Classement 2022 des économies africaines les plus industrialisées selon la BAD

Classement 2022 des économies africaines les plus industrialisées selon la BAD
Classement 2022 des économies africaines les plus industrialisées selon la BAD
Classement 2022 des économies africaines les plus industrialisées selon la BAD

La Banque africaine de développement (BAD) a publié son classement des économies les économies les plus industrialisées d’Afrique (IIA). Celui-ci, à en croire Ecofin, se base sur des données collectées depuis 2010 dans 52 pays du continent à l’exception du Soudan du Sud et de la Somalie.

Selon le rapport, la plupart des pays africains progressent dans leur développement industriel, bien que cela se déroule plus ou moins lentement. Avec un score de 0,84 sur 1 en 2021, l’Afrique du Sud reste le pays africain le plus industrialisé, suivi par le Maroc (0,83) et l’Egypte (0,78), tandis que le top 3 des économies les moins industrialisées du continent est composé de la Gambie (0,3455), du Burundi (0,3483) et de la Guinée-Bissau (0,3663).

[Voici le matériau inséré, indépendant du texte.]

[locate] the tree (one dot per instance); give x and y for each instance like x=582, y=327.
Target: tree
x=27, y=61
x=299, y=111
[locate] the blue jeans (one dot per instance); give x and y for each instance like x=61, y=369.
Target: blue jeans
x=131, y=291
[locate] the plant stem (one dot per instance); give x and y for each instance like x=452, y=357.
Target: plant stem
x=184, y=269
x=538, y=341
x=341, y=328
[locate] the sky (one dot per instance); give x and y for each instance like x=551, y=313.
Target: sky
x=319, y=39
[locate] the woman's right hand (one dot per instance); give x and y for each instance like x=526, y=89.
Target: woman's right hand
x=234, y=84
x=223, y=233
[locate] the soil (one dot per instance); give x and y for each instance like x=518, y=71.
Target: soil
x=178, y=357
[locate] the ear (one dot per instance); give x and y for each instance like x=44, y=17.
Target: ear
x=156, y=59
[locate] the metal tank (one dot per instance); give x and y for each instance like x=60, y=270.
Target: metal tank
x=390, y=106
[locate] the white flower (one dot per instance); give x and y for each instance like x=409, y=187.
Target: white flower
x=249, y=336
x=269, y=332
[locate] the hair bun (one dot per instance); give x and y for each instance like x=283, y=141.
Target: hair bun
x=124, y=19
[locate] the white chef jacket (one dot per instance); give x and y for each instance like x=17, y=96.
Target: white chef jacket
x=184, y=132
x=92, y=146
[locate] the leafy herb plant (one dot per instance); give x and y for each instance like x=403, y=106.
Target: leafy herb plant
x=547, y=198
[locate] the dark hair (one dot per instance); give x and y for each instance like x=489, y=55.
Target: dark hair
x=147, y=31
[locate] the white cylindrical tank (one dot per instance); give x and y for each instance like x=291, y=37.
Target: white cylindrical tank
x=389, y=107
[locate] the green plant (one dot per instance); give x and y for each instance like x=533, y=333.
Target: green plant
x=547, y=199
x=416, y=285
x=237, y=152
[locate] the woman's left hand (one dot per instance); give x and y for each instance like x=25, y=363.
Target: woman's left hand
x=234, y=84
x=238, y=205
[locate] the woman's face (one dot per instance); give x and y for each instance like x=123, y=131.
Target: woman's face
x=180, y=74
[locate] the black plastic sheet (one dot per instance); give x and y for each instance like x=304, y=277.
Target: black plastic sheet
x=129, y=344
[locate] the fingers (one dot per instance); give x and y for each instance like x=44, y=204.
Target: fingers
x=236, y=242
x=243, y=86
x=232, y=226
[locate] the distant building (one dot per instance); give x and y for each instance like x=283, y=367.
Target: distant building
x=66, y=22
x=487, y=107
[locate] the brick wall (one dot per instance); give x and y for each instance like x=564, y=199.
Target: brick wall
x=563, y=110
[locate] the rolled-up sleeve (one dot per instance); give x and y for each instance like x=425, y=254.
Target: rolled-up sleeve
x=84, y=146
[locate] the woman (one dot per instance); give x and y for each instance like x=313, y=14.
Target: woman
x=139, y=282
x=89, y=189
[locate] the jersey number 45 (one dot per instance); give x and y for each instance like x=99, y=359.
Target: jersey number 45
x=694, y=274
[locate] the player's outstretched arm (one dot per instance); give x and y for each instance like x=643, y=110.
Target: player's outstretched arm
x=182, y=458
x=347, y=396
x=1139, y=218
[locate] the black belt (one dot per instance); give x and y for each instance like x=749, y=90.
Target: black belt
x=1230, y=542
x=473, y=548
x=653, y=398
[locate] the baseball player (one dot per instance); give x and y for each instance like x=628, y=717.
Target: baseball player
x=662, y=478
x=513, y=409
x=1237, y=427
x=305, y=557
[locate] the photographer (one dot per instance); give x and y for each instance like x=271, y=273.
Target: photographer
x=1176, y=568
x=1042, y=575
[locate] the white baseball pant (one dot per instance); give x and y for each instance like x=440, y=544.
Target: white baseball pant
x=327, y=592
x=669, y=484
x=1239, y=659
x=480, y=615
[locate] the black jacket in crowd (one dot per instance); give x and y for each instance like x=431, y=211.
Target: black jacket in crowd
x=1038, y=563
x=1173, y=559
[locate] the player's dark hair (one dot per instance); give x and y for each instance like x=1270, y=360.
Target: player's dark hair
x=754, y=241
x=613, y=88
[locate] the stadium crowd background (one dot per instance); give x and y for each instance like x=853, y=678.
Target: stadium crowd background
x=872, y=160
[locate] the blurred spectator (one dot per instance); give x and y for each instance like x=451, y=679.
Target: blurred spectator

Dans le Top10, le Sénégal tient une meilleure place (7ème) devant, fait notable, le Nigéria et le Kenya. La Côte d’Ivoire figure dans le lot des pays dont le niveau d’industrialisation est jugé moyen avec un indice en dessous de 0,6/1.

D’après la BAD, les progrès les plus importants en termes d’industrialisation ont été enregistrés au Bénin, en Éthiopie, en Érythrée, au Gabon, en Guinée, en Mauritanie, au Mozambique, au Sénégal et aux Seychelles, qui ont tous gagné au moins cinq places au cours de la période 2010-2019.

L’analyse des performances par région fait ressortir une dominance de l’Afrique du Nord, dont trois des six pays font partie du top 10 continental. Elle est suivie par l’Afrique australe, l’Afrique centrale, puis par l’Afrique de l’Ouest et de l’Est.

Pour rappel, l’IIA se base sur trois dimensions pour classer les économies. Il s’agit de la performance, c’est-à-dire la capacité des pays africains à générer une production manufacturière et des exportations ; les déterminants directs, c’est-à-dire la manière dont les pays orientent leurs ressources (capital et main-d’œuvre) vers le développement industriel ; et les déterminants indirects, c’est-à-dire la manière dont ils créent un environnement favorable à l’industrialisation, notamment à travers la stabilité macroéconomique, la solidité des institutions et l’équipement en infrastructures.